• Meghan Markle and Prince Harry spoke about the Royal reaction to their mixed-race child. (Supplied)Source: Supplied
Being in a mixed race relationship makes you sadly prone to hearing racist comments from family and friends.
Saman Shad

9 Mar 2021 - 1:34 PM  UPDATED 17 Jun 2021 - 9:58 AM


One day my daughter was in a lift with her father when a man walked into the lift and looked at the two of them for a while, before turning to my husband to say - 'I bet her mother doesn't look like you'. My husband casually asked him what he meant and the stranger said, 'I'm guessing her mother is from the subcontinent maybe, or somewhere in Asia?'

The lift journey ended, my husband and daughter (who was too young to understand what they men were talking about) went on their way, but when my husband recalled the interaction to me it really struck me how everyone seems to have an opinion on the appearance of mixed-race children. 

After my daughter was born, an Asian friend said to me, 'you're so lucky she's so fair'.

After my daughter was born, a Malaysian friend said to me, 'you're so lucky she's so fair'. I was taken aback by the comment, but in the years since I've tried to understand that what she said didn't come from a place of malice. Most people of colour come from lands that were once colonised, which is why the bias of colourism is deeply embedded in many of us. 

So when in her interview with Oprah Winfrey, Meghan Markle spoke about the comments she was subjected to, especially in regards to what colour her child-to-be would turn out to be, it struck a chord.

Markle in her interview said there were “concerns and conversations about how dark his skin might be when he’s born.” In response, Winfrey, like many of us let out a shocked "What?!"

The revelation was shocking of course, but the fact remains that such conversations about mixed-race children occur either openly, or in hushed tones between many people - some due to simple curiosity, others due to an inherent bias.

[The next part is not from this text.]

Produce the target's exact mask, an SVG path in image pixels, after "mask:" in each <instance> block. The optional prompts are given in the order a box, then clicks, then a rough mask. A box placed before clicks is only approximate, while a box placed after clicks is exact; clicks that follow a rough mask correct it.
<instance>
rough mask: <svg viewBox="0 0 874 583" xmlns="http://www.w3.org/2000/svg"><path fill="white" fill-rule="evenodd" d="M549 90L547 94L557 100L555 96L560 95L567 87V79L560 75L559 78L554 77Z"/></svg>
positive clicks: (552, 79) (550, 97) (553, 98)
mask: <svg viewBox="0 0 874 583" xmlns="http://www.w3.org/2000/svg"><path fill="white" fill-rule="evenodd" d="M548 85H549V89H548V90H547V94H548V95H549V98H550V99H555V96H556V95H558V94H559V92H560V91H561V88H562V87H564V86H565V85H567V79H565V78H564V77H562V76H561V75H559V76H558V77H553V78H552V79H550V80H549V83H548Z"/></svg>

When I lived in the UK one of my South Asian friends married an Afro-Caribbean man. In their instance the union was a harmonious one, especially amongst their families - all of whom seemed happy about it. Except in one instance where my friend revealed her mother had wondered, perhaps thinking out loud, how dark her grandchild would turn out to be.

I can't remember if my friend blasted her mother over that comment or just let it pass. I'm guessing she let it pass because for many couples in interracial relationships, comments about skin colour and skin tone often are sadly commonplace.

For many couples in interracial relationships, comments about skin colour and skin tone often are sadly commonplace.

Many people on social media echoed the feeling that being in a mixed-race relationship made them prone to receiving and hearing racist comments from family and friends.

"Any "mixed race" person or anyone in a "mixed race" relationship will know what Meghan's said likely is true almost immediately. We experience racism from our white family members all the time..." social media user, Jim Malo tweeted.

While others spoke about how women bore the brunt of dealing with racist comments.

The reason why women do bear the brunt of it is because we are the ones often left to organise all the major events that occur in a committed couple's life. It is us who are trying to unite families, making them come together for the wedding or for celebrations when (and if) a baby is born. We are the ones going to many of the social events and trying to smooth over any awkward family moments.

As Markle ended up revealing, the impact of having to face such heartbreaking comments from certain members of the Royal family, badly impacted her mental health.

"I just didn't want to be alive anymore," she told Winfrey in the interview.

"I said I needed to go somewhere to get help. I said that I've never felt this way before and I need to go somewhere. And I was told that I couldn't, that it wouldn't be good for the institution."

For many women, Markle's comments were heartbreaking and also revealed a truth - that being in an interracial relationship can sometimes be isolating.

For many women, Markle's comments were heartbreaking and also revealed a truth - that being in an interracial relationship can sometimes be isolating because while you're trying to be a bridge between two cultures, you are also feeling left out in the cold, not knowing where you should turn to yourself.

The one ray of positivity in the interview however, was how strong the Duchess of Sussex and Prince Harry's relationship seemed to be, and how the Prince himself was learning and unlearning many of his own unconscious biases.

It's something he's spoken about before: "Unconscious bias, from my understanding, having the upbringing and the education that I had, I had no idea what it was. I had no idea it existed," he said in an interview.

This time round in his interview with Winfrey, Prince Harry was forthright about why he felt his wife was being attacked. “It wasn’t just about her, it was about what she represents,” he said. 

"Sad as it is to say it, it takes living in her shoes, in this instance, for a day or those first eight days to see where it was gonna go and how far they were gonna take it." 

If nothing else, at least one member of the Royal family now realises how hard women of colour have it, each and every day.

As for his son and the conversations around the colour of his skin, Prince Harry said: "At the time it was awkward. I was a bit shocked.”

But for Prince Harry at least, this is part of a much larger set of learnings he's had to do since he met his wife.

"I've spent many years doing the work and doing my own learning. But my upbringing in the system, of which I was brought up in and what I've been exposed to, it wasn't — I wasn't aware of it, to start with. But, my god, it doesn't take very long to suddenly become aware of it,” he said.